Finalement, nous étions parvenus à trouver le sommeil en dépit des événements survenus au début de la nuit. Le réveil tôt le matin fut malgré tout compliqué. Mes blessures me lançaient à chaque mouvement et rendaient pénible le simple fait de m'adosser au fauteuil de la camionnette malgré la protection offerte par les bandages. La journée de voyage s'annonçait comme un calvaire.

Blake avait poussé son hurlement matinal et avait reçu une réponse provenant du nord-est. Toute la journée, elle guetta les indications. Chaque fois qu'elle en entendait une, nous nous arrêtions le temps que le second hurlement se fasse entendre, puis nous repartions dans la direction indiquée qui nous amena, dix heures plus tard, dans la réserve du parc national Nááts'ihch'oh, jusqu'à la vallée verdoyante de Tungsten, avec une piste d'atterrissage non loin. Si on avait su dès le début où aller, on aurait pu venir en avion, gagner beaucoup de temps et nous éviter pas mal de peine, mais rien n'était jamais aussi simple.

Arrivés en fin d'après-midi, nous avions assez de temps d'ici le coucher du soleil pour nous aventurer plus au sud dans la vallée. Le chemin se fit à pied puisqu'aucune route ne permettait l'avancée des véhicules. Les affaires de mon sac avaient été éparpillées dans ceux de mes coéquipiers afin de répartir le poids que je ne pouvais pas porter.

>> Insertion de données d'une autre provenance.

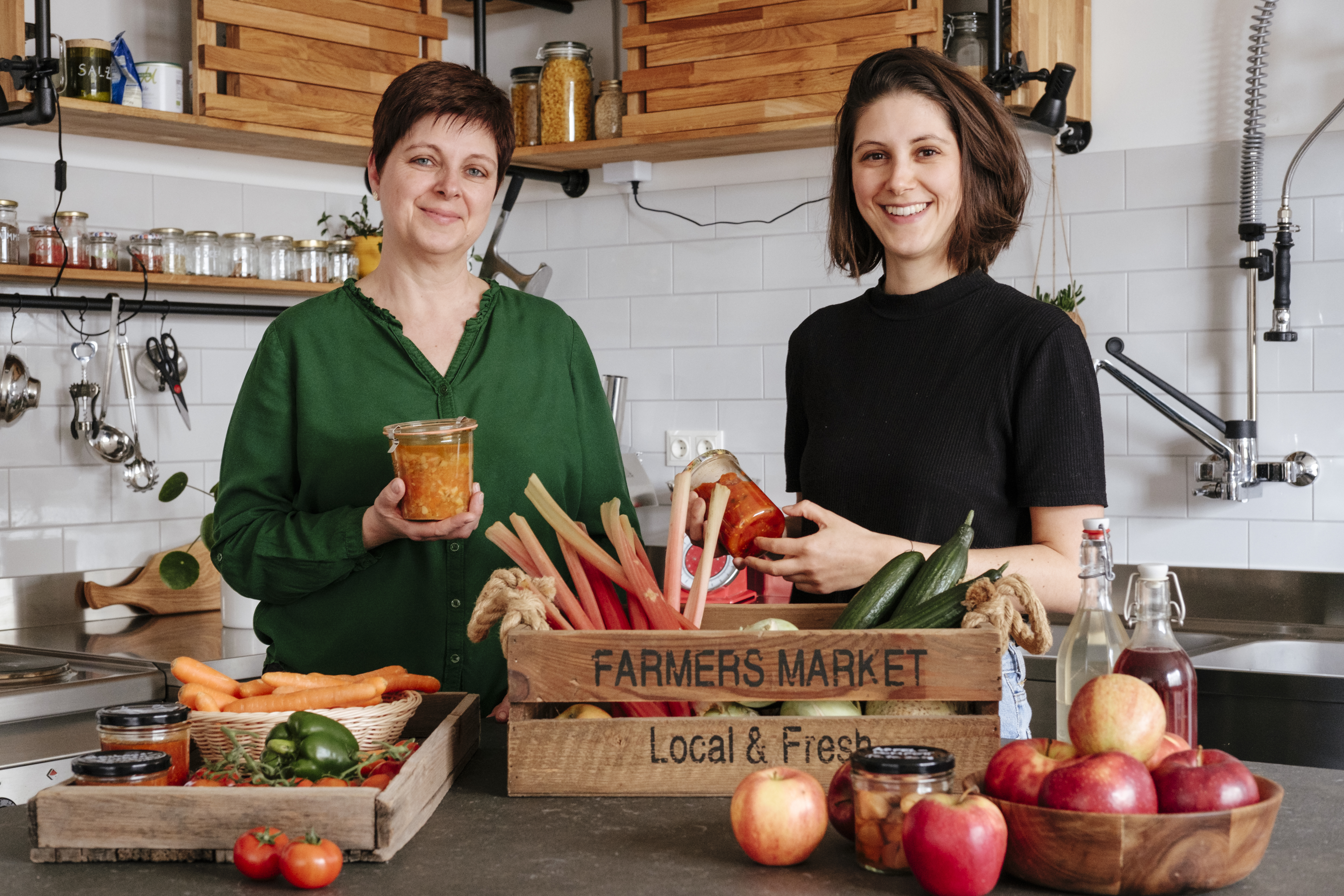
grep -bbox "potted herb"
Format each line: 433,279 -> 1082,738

Nous marchâmes trois heures durant sur des sentiers forestiers étroits, dans les traces de Blake que je surveillais de près afin qu'elle ne me lâche pas comme la veille. Pour l'instant, elle semblait aller bien. Tout en évitant une branche à hauteur de visage, je songeais au fait qu'Amarok avait fait l'effort de quitter l'Arctique, sans doute pour avoir à attendre moins longtemps notre venue. Bonne idée de sa part, car en voiture le voyage aurait duré beaucoup plus longtemps que trois jours.

Le terrain difficile ne nous permit pas de parcourir autant de kilomètres que nous l'aurions voulu, aussi le coucher du soleil nous laissa à peine le temps de trouver un coin dégagé pour y passer la nuit sous la surveillance continue de sentinelles. Personne n'avait envie de se retrouver une nouvelle fois face à un wendigo ou à un ijiraq.

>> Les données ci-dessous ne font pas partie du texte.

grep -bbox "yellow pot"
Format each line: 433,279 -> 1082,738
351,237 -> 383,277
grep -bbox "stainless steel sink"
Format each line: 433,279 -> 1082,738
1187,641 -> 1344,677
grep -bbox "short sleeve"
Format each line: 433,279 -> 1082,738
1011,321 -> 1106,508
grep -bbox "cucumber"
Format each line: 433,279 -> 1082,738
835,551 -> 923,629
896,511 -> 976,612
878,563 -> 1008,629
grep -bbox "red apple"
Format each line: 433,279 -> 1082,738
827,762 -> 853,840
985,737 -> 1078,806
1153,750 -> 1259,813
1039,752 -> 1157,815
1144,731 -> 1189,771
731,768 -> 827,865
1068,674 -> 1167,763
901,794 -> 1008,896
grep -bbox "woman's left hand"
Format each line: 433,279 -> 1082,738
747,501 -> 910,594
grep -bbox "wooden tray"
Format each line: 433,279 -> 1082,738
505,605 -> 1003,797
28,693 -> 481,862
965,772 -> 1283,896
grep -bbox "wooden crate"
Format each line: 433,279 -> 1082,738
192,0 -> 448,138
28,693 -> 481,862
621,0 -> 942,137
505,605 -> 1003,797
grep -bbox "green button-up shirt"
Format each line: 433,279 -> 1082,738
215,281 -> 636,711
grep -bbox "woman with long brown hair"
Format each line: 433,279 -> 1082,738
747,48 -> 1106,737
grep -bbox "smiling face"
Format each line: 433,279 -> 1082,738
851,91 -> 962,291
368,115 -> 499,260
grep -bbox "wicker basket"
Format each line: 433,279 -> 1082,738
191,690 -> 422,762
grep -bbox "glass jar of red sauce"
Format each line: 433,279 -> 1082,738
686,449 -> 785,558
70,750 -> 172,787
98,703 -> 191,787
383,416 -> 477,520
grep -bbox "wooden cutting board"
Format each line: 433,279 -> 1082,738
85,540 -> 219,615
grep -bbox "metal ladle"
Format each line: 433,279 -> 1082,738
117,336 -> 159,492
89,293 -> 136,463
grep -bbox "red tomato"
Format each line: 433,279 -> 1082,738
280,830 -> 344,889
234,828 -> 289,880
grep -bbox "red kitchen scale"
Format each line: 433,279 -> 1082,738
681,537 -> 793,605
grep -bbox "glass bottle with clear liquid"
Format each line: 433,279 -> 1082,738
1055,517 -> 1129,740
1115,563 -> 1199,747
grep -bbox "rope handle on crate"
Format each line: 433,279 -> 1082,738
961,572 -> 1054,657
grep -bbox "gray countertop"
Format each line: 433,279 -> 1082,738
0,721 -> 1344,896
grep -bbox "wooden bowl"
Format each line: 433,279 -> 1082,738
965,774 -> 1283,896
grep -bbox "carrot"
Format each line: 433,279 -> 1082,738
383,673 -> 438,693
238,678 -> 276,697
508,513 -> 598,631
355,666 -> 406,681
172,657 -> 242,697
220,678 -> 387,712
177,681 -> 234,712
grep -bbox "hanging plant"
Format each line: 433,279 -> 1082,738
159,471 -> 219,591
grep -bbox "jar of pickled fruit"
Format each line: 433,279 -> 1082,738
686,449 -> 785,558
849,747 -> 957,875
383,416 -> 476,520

Un feu fut allumé pour chasser la froidure de la nuit. Ici, la température frôlait le zéro degré. Une nuit pénible s'annonçait malgré l'épaisseur de nos couches de vêtements. Nous partageâmes un repas frugal avant de disparaître sous nos tentes afin de rattraper nos heures de sommeil en retard. Au chaud dans les bras de Sitjaq, Blake couchée contre mon dos, je ne mis pas longtemps à m'endormir.


Un hurlement épais nous réveilla. Je vis Blake se redresser d'un coup, attentive au message d'Amarok que je ne parvins pas à comprendre. La perte de ma nature animale ne devait pas être loin d'être totale. Ma sœur sortit de la tente, Sitjaq et moi la suivîmes. Il faisait encore nuit et toujours aussi froid. Lucie, de garde près du feu, se leva en nous apercevant.

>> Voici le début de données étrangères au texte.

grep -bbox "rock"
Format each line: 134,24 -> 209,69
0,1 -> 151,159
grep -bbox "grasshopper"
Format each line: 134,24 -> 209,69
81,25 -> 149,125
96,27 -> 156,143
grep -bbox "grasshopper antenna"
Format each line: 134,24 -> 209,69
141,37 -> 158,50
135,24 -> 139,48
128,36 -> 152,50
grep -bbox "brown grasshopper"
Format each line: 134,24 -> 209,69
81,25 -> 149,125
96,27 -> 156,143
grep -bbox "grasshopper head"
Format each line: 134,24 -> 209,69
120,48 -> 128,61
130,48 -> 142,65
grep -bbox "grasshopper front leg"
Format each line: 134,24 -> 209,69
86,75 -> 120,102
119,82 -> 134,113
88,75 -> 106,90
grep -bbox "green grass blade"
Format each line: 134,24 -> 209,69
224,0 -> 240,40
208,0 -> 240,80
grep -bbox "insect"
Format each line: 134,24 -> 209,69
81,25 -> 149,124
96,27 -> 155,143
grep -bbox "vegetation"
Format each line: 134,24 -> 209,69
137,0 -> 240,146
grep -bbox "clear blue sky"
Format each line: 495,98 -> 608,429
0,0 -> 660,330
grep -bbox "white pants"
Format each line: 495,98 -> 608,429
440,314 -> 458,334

— Qu'est-ce qui se passe ?

— T'as pas entendu ? m'étonnai-je.

— Non.

Je me tournai vers Sitjaq.

— Et toi ?

— C'était Amarok.

— Pourquoi je n'ai rien entendu ? demanda Lucie.

Sanna nous rejoignit à cet instant, le visage plus que jamais marqué par l'appréhension car elle savait comme nous que le moment était venu d'affronter l'Esprit-dieu.

Lucie nous ordonna de ne pas bouger le temps d'aller réveiller Shane. Elle revint avec lui, alors nous lui expliquâmes qu'Amarok semblait n'inviter que certains d'entre nous à le rejoindre. Shane pivota vers la tente de Kangee quand celui-ci en sortit. Lui aussi était convié.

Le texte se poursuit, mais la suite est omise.